Eyes gained a mean of 0.12 logMAR unit (1.2 lines) in the combined therapy group and 0.04 logMAR unit (0.4 lines) in the PDT monotherapy group over 12 months. All eyes (100%) in the combined therapy group and 80 eyes (94.1%) in the PDT monotherapy group had improved or stable VA (defined as a loss of 3 or fewer lines of vision at 3 months); the rates were 90.2% (55/61) and 88.2% (75/85) at 12 months, respectively, in the treatment groups.
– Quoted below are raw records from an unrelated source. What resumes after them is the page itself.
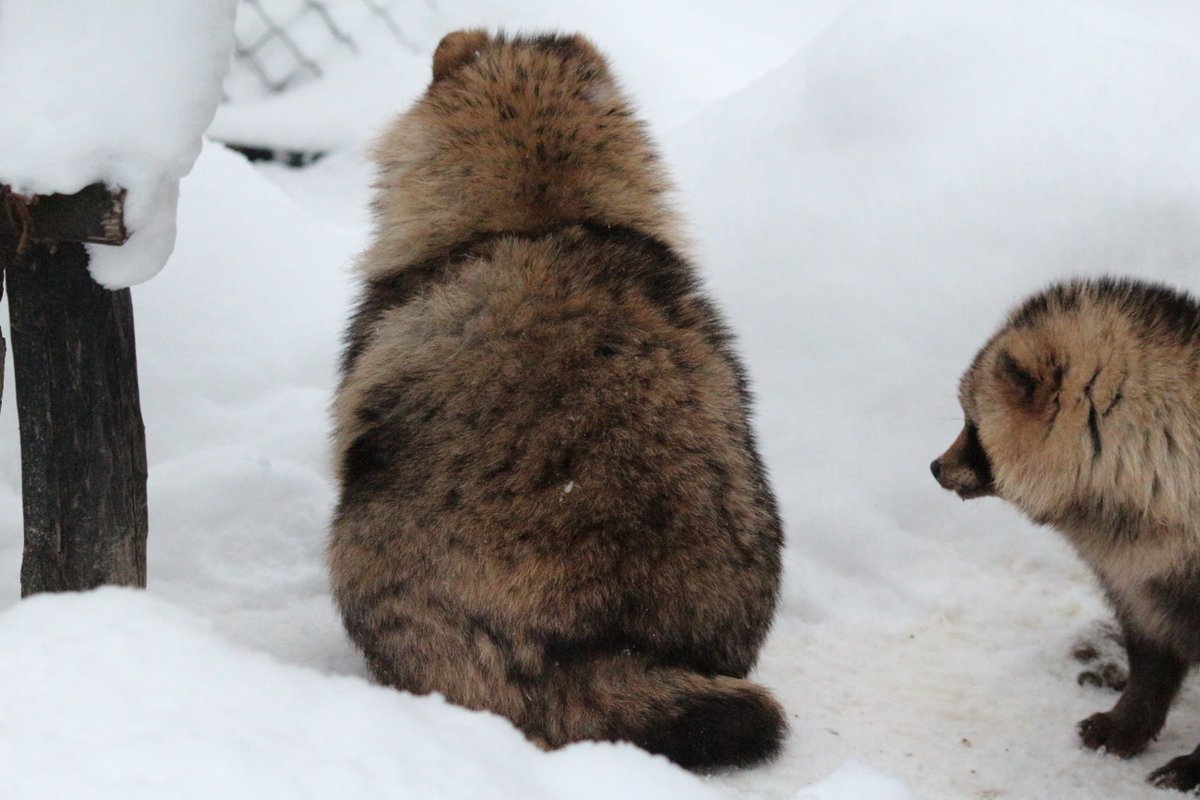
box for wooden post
[0,185,149,596]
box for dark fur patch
[997,351,1038,402]
[1087,404,1104,461]
[635,693,787,769]
[962,422,995,487]
[1146,570,1200,660]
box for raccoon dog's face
[931,291,1136,522]
[930,330,1064,513]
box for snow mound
[793,760,913,800]
[0,589,715,800]
[0,0,235,289]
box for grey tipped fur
[934,279,1200,790]
[329,31,786,769]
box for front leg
[1079,625,1188,758]
[1146,747,1200,792]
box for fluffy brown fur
[932,279,1200,790]
[329,31,785,768]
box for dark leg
[1079,627,1188,758]
[1146,747,1200,792]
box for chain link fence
[224,0,430,102]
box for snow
[0,589,718,800]
[0,0,235,289]
[0,0,1200,800]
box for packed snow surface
[0,0,1200,800]
[0,0,236,288]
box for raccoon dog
[932,279,1200,790]
[329,31,785,769]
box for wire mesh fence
[226,0,416,102]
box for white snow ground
[0,0,1200,800]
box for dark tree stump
[0,187,149,596]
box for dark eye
[962,420,991,485]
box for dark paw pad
[1146,753,1200,792]
[1079,712,1154,758]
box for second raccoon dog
[329,31,785,769]
[932,279,1200,790]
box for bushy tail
[545,656,787,770]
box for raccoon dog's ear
[433,29,487,83]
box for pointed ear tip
[433,28,488,82]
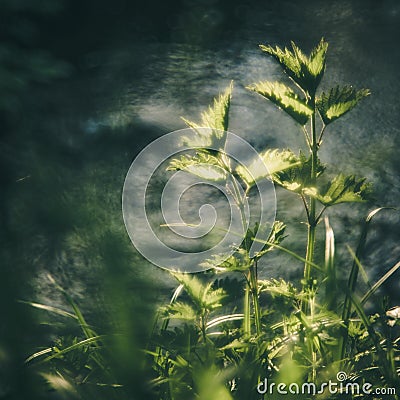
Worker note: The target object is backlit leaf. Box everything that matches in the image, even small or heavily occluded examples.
[316,86,370,125]
[272,152,325,193]
[305,174,371,207]
[167,152,226,181]
[173,272,226,311]
[201,249,253,271]
[236,149,299,187]
[260,38,328,95]
[247,81,313,125]
[182,83,233,149]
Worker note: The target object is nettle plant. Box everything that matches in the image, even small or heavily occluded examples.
[148,39,400,400]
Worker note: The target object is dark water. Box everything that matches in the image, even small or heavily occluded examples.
[0,0,400,396]
[77,1,400,279]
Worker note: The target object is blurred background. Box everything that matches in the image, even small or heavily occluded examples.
[0,0,400,399]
An improvement in the BCVA of 3 lines or more was seen in 14.8% (8/44) in the combined therapy group and in 3.5% (4/79) in the PDT monotherapy group at 3 months, which was significant (Fisher exact test, P = .044); however, the respective rates were 23.0% and 18.8% at 12 months, which were not significant. The percentages of eyes with a BCVA of 20/40 or better at 12 months was 62.3% in the combined therapy group and 54.1% in the monotherapy group ( Figure 2 ).